Trzeba tylko zaopatrzyć się w spore kalarepy (wtedy po jednej na osobę). Kupując zwracajmy uwagę na to, żeby były jasno-zielone i ze świeżymi liśćmi. Stosownie do liczby kalarep kupujemy mielone mięso wieprzowe – najlepiej z chudej karkówki.
Kalarepy obieramy, ścinamy główki (będą nam potrzebne) i łyżeczką wydrążamy. To, co nam zostanie drobno kroimy, mieszamy z mielonym mięsem, doprawiamy do smaku solą, tłuczonym pieprzem z kolendrą (można kupić w sklepach), mieloną, albo drobno pokrojoną świeżą papryką i – jak ktoś lubi – odrobiną kurkumy. Można też do farszu dodać ugotowany al dente ryż. Na dno kalarep wkładamy trochę masła i napełniamy je ciasno farszem. Teraz potrzebny nam jest tzw. gruby garnek (ja mam po babci żeliwny, emaliowany). Na dno układamy parę plastrów wędzonego surowego boczku, a na to kalarepy, przykryte uciętymi wcześniej główkami.

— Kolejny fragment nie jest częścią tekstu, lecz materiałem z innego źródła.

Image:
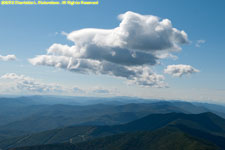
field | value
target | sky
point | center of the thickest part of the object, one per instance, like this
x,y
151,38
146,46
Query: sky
x,y
151,49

Kalarepy do połowy zalewamy bulionem (może ostatecznie być „ z papierka”) i stawiamy na mały ogień. Danie ma „pyrkać” około 45 minut.
W tym czasie robimy surówkę z kapusty pekińskiej, pomidorów, oliwek i czosnku. Surówkę skrapiamy cytryną. Dodajemy odrobinkę oliwy i doprawiamy według gustu.
A na deser - lody z malinami i wiśniami, leciutko pokropione oryginalnym advokaatem.